Summary: Sniper case puts cult indoctrination to the test.
Lawyers for accused sniper Lee Boyd Malvo are using an insanity defense that claims John Allen Muhammad, 42, indoctrinated Malvo, 18, into a “cult of two,” such that Malvo could not distinguish right from wrong. Malvo is on trial for last year’s Washington D.C., area sniper shootings and will face the death penalty if convicted. Psychologists and legal experts are skeptical about the insanity-by-brainwashing defense, though some cult experts are adamant that the youngster was, in fact, brainwashed.
Muhammad plucked 15-year-old Malvo from the Caribbean island of Antigua, where his mother had abandoned him, and brought him to the U.S in 2001. An army veteran, Muhammad filled the teen’s head with visions of an impending race war and trained Malvo in marksmanship. He isolated Malvo, steeped him to his own idiosyncratic, vitriolic brand of Islam and imposed a strict diet and exercise regimen on his “adopted” son.
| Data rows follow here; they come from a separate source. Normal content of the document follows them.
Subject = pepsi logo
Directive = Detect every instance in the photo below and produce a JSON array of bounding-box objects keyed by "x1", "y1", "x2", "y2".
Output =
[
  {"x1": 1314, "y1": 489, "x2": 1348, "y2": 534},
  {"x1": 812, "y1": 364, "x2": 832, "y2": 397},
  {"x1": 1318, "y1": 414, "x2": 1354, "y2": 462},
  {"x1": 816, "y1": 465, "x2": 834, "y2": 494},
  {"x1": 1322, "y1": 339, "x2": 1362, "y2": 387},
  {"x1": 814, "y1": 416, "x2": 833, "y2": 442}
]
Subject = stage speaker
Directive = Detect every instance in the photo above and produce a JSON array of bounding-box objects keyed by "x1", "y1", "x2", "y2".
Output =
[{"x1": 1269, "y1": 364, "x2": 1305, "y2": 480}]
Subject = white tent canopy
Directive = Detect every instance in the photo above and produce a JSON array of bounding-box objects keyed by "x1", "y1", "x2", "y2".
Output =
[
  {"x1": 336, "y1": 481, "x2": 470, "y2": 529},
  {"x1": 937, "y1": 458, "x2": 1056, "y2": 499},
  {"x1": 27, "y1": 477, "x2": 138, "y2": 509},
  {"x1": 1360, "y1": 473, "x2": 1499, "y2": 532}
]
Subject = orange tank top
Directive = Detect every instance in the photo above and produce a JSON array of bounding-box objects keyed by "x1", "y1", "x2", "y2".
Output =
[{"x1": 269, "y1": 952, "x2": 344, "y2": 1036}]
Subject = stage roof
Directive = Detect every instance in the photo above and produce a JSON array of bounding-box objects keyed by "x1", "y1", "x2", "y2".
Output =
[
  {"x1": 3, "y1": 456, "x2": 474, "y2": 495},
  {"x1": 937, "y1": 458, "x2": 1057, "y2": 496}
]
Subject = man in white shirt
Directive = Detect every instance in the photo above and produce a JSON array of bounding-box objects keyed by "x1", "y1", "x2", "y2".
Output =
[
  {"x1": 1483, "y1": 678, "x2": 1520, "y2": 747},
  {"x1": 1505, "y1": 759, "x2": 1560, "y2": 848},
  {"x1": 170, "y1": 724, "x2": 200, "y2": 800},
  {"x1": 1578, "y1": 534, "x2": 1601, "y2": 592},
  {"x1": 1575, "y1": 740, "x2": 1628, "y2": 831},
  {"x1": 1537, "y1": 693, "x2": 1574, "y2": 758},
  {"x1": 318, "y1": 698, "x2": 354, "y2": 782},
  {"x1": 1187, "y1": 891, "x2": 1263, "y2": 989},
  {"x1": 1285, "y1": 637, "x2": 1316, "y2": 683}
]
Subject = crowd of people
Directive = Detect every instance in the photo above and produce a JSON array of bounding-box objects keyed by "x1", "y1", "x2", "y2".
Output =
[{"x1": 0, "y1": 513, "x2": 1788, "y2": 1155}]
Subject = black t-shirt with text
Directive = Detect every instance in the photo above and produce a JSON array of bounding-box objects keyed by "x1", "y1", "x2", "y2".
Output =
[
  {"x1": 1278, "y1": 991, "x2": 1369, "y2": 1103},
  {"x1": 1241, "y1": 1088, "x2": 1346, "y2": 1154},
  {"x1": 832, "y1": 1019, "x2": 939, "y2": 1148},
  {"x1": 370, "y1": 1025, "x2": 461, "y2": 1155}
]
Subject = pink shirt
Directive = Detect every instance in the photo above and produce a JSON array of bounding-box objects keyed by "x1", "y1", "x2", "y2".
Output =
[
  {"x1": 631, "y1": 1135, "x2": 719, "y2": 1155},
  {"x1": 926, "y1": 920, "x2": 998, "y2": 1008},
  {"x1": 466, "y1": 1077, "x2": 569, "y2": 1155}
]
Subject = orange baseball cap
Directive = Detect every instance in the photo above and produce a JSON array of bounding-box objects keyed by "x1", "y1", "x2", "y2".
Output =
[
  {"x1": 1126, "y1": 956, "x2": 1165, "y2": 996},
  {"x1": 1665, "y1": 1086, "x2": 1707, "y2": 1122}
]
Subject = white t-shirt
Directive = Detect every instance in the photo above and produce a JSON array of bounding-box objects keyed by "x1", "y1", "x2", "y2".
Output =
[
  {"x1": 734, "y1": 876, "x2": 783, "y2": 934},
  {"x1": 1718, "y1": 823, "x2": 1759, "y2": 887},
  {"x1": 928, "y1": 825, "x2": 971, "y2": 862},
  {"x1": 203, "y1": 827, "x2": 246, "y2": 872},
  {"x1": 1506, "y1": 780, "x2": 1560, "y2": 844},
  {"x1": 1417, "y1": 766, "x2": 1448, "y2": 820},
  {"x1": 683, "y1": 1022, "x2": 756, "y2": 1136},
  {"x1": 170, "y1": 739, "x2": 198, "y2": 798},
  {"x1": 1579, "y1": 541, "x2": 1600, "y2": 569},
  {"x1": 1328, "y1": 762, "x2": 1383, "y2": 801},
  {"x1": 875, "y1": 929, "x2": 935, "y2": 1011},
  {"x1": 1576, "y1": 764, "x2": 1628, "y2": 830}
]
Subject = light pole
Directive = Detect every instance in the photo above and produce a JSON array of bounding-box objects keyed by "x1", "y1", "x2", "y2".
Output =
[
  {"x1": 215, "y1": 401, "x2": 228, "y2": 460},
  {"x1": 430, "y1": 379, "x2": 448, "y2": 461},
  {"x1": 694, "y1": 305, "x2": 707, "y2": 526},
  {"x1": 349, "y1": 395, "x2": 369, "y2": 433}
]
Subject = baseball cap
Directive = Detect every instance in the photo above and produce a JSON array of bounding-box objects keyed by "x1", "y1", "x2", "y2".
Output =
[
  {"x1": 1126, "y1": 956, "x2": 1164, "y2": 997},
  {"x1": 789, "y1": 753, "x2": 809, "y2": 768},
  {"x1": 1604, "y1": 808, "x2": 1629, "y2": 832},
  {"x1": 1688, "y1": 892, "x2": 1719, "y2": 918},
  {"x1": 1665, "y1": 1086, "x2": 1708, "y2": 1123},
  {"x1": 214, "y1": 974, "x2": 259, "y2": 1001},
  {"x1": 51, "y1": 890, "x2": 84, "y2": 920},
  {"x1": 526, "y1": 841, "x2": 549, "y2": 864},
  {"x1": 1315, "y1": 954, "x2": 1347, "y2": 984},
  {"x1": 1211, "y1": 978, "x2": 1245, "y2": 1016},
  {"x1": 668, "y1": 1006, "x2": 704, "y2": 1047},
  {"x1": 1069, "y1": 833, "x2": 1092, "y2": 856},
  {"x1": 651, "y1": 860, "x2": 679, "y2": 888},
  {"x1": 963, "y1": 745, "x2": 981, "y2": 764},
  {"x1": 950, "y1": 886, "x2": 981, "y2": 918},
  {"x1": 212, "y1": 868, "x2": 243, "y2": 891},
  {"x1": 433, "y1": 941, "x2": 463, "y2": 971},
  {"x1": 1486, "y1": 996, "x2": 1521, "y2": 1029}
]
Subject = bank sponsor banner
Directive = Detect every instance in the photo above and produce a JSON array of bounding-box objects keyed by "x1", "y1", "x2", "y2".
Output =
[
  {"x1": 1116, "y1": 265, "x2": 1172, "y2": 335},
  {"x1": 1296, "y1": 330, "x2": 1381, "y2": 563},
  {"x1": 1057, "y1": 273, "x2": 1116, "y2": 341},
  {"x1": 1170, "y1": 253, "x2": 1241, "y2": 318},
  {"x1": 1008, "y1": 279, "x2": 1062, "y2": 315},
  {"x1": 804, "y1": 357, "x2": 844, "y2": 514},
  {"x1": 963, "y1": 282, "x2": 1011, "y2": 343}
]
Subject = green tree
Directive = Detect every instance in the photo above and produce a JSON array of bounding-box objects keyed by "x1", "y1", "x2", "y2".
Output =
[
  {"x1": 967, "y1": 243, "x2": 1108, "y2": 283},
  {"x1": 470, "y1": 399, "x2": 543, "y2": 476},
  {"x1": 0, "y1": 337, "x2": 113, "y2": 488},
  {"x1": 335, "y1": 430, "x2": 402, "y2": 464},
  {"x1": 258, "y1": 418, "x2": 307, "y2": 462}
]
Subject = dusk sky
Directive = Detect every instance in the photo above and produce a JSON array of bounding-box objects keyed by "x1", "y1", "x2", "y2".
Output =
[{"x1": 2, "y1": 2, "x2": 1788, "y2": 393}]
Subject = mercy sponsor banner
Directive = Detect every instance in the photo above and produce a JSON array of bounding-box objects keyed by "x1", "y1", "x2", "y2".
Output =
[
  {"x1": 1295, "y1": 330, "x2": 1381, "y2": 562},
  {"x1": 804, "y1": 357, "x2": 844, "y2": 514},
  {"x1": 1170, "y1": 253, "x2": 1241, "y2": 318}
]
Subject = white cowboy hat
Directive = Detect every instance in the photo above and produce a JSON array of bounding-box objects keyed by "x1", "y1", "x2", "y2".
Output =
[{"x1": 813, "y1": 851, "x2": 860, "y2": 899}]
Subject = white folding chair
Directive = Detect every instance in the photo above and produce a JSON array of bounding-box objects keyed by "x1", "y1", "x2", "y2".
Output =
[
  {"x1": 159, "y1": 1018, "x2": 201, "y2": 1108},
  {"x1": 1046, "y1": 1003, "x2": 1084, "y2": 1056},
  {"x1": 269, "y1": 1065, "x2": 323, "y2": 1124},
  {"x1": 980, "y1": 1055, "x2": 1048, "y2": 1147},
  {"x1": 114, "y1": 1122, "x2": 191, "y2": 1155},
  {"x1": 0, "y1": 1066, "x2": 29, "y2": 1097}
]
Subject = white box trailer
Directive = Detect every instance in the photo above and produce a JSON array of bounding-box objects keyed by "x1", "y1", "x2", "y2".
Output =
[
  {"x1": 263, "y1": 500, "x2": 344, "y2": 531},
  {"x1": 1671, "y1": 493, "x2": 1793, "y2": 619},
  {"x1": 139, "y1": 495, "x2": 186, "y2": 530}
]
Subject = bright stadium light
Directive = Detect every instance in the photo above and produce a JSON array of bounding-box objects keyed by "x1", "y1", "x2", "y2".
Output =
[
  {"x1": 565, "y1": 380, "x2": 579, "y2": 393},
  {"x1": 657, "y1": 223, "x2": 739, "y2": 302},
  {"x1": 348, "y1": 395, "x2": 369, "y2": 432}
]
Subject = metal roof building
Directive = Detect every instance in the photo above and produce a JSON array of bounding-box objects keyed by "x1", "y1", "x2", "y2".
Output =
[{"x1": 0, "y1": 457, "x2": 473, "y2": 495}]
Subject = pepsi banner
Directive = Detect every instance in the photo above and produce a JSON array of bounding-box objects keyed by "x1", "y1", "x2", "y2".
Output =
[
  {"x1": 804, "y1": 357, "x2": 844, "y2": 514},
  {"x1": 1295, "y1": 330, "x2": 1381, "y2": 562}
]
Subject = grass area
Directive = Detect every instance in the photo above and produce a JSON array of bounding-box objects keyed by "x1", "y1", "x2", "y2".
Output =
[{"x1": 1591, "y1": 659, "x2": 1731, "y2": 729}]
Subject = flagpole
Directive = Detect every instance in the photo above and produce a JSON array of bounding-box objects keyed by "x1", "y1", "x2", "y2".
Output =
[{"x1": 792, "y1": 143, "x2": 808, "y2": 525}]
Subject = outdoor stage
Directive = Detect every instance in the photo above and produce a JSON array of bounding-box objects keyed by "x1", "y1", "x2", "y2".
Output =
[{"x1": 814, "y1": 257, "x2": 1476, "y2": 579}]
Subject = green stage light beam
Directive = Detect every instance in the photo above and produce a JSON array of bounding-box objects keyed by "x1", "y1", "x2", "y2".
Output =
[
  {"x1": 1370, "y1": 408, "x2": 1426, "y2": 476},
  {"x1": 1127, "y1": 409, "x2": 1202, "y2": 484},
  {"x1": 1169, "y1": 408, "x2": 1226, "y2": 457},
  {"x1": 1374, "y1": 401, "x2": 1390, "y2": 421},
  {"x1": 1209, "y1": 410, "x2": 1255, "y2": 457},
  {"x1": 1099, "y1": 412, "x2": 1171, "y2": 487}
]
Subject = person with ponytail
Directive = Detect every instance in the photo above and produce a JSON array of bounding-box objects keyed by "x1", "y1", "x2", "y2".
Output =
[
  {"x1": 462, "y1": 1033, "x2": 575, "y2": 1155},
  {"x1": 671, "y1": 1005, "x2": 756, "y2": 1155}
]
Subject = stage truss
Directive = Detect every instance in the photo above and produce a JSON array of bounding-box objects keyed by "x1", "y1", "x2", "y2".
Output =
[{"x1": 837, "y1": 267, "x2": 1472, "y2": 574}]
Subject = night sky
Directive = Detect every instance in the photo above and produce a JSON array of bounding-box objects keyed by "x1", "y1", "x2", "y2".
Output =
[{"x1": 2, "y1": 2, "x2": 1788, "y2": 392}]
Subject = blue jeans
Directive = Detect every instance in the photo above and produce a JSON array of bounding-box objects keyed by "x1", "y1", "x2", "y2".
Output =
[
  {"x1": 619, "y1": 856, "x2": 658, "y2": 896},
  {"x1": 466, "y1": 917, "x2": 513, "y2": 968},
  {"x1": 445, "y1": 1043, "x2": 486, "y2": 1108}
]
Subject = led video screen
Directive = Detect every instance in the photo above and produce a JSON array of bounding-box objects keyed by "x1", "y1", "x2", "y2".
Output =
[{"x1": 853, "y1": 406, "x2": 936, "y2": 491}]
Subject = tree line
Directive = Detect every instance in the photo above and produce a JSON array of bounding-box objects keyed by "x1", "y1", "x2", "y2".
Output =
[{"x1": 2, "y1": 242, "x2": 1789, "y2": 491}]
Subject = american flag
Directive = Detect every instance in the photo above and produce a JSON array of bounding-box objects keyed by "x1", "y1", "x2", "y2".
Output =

Steven Alan Hassan, director of the Freedom of Mind Resource Center in Somerville, Massachusetts, argues that not only can a “cult of two” exist; it can spawn an extreme form of indoctrination. “People wonder how Malvo could laugh when describing the crimes. But in his ‘cult identity,’ it was all a game, and he wasn’t talking as the sensitive, caring, Catholic boy that he was,” explains Hassan. “In his cult identity, it was right for him to kill people.”
In psychological parlance, brainwashing can be likened to a dissociative disorder, in which one’s consciousness, sense of identity or behavior is altered, according to Hassan. Malvo’s lawyers argue that his true personality is in fact resurfacing now that his bond with Muhammad has weakened.
But legal experts sound the alarm at the use of such terminology. “Brainwashing is not a legal term, and is probably shorthand for a ‘lack of intention,’” says Richard Uviller, professor of law emeritus at Columbia University. “The defense has to show that at the time Malvo pulled the trigger, he did not intend to hurt the victims. Insanity defenses in general are rarely asserted and almost never prevail.” A similar indoctrination defense did not work for kidnapped-heiress-turned-criminal Patty Hearst in her 1976 trial.
Cult expert Robert Jay Lifton strikes a cautious note about the applicability of brainwashing to the sniper case. Lifton, author most recently of “Superpower Syndrome: America’s Apocalyptic Confrontation with the World,” led groundbreaking studies on the indoctrination of POWs in the 1960s. The general criteria he proposed after studying thought reform––his preferred term for brainwashing—is that an individual must be isolated, degraded, forced to perform repetitive tasks and made to trounce earlier values. These elements appear to characterize Malvo’s behavior in the wake of the shootings, but Lifton is reluctant to comment specifically on that case. “A strong person, particularly an older person, can have an enormous influence on the shaping of mind and behavior of another person,” he says. “But there is still the issue of responsibility. One would have to be extremely cautious about labeling a process between two people to be thought reform.”